Richard was made Lieutenant of France in 1440, becoming the main commander of the war and the defence of Normandy from the French crown. He moved to Rouen with his wife and three of his children were born there, including the future Edward IV. It was not the first time Richard had been sent to France; his first posting was in 1436, as a replacement for the recently-deceased duke of Bedford. Then he was too inexperienced to truly take on the role - though he did a great deal to restore English authority in Normandy - but now he became a powerful local landholder and reorganised local government, reducing French representation but making an effort to identify Norman grievances and address their complaints. However, he suffered frequent military opposition that he was able to do very little about especially when the duke of Somerset was sent to France on an independent mission and received most of the funds that had been earmarked for York’s efforts.

Some historians argue that this insult was one of the things that set York on a path towards claiming the throne himself, which he did in 1460. However, at the time there was no sign Richard was estranged from the court or that he intended to assert his right to the throne; he appeared to be happy to support Henry VI. It was only later, after Henry’s authority had largely collapsed, that he would claim the crown himself.

Originally posted 28th September 2023

This Friday is Michaelmas, the feast day of Michael and All Angels, which was also the first day of the mediaeval fiscal year, the end of harvest time and the beginning of winter. It was one of the four “quarter days” on which servants were hired and rent was due and still begins one of the four terms of the courts of England and Wales. The association with court terms is also mediaeval: during the reign of Edward III in the 1300s, the duties of local justices of the peace were regularised to include holding judicial sessions during four seasons of the year, beginning at Michaelmas, Epiphany, Easter, and the Translation of St Thomas. These were known as quarter sessions and continued until they were abolished in 1971.

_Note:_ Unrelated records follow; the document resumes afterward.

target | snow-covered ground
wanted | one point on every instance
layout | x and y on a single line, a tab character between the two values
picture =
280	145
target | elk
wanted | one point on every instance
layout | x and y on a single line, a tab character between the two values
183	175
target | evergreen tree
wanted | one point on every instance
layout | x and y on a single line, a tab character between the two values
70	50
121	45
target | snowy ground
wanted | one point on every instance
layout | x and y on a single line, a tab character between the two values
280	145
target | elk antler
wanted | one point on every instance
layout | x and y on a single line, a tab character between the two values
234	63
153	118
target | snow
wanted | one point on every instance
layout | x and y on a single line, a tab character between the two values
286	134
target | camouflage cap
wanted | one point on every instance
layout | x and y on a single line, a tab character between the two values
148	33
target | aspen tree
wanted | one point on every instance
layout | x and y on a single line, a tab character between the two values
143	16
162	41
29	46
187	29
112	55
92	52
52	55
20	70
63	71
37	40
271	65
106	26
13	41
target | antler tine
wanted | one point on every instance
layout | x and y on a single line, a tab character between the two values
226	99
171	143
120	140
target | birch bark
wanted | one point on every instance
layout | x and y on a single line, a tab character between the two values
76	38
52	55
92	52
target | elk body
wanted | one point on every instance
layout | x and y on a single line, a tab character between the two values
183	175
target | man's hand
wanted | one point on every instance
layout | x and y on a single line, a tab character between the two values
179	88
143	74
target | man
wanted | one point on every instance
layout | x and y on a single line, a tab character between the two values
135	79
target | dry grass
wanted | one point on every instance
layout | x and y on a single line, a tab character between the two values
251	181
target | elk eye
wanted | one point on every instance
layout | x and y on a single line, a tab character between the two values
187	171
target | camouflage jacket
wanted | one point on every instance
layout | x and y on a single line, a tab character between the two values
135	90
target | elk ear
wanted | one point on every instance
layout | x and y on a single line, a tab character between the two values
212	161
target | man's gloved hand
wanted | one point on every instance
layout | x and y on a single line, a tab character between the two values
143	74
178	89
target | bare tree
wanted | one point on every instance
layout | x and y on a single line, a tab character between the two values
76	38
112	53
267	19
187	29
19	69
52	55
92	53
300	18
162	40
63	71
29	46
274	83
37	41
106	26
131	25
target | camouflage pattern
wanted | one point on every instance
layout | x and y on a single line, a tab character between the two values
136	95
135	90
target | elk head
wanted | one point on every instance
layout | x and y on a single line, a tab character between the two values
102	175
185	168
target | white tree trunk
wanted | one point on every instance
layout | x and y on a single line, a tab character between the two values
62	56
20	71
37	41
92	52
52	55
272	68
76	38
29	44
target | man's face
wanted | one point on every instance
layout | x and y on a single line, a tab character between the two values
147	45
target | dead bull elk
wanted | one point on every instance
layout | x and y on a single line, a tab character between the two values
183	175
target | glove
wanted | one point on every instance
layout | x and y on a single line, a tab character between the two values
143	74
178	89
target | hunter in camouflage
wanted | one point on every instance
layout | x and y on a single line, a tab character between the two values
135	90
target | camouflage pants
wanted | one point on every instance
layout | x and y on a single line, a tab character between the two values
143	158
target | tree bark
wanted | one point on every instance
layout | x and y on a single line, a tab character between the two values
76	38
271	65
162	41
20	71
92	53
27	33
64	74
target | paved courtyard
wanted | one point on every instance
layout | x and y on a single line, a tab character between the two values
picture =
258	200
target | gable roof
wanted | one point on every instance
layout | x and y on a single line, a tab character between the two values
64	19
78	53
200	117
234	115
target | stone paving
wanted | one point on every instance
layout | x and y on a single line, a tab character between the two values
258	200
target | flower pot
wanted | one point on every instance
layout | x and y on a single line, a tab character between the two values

Since Michaelmas was the beginning of the fiscal year, lords’ household accounts were kept from Michaelmas to Michaelmas. These included the amount of grain, wine and beer, and other staple foodstuffs that were supplied to the household - and which of the lord’s manors they came from - as well as stable supplies and the number of horses, and the guests that the lord had hosted. They also listed other outgoings such as alms for the poor. The steward of the household, who kept these accounts, was a trained professional; beginning in the reign of Henry III in the 1200s, courses in household management were available in Oxford.

Michaelmas also has special food-related traditions. The Michaelmas Goose is traditionally eaten on Michaelmas after being fattened on the stubble left from the harvest and it is a traditional time for goose fairs; the Nottingham Goose Fair is still held over a week around Michaelmas, though geese are no longer available there for purchase. Legend has it that the association between Michaelmas and geese began with Elizabeth I, who is said to have been eating goose when she got the news of the defeat of the Spanish Armada and to have resolved to always eat it on Michaelmas day. It is also traditionally the end of the blackberry season; it’s said that on this day the Devil was thrown out of heaven and landed in a blackberry bush. In his rage, he stamped and spat on the blackberries (and in some versions urinated on them), making them inedible.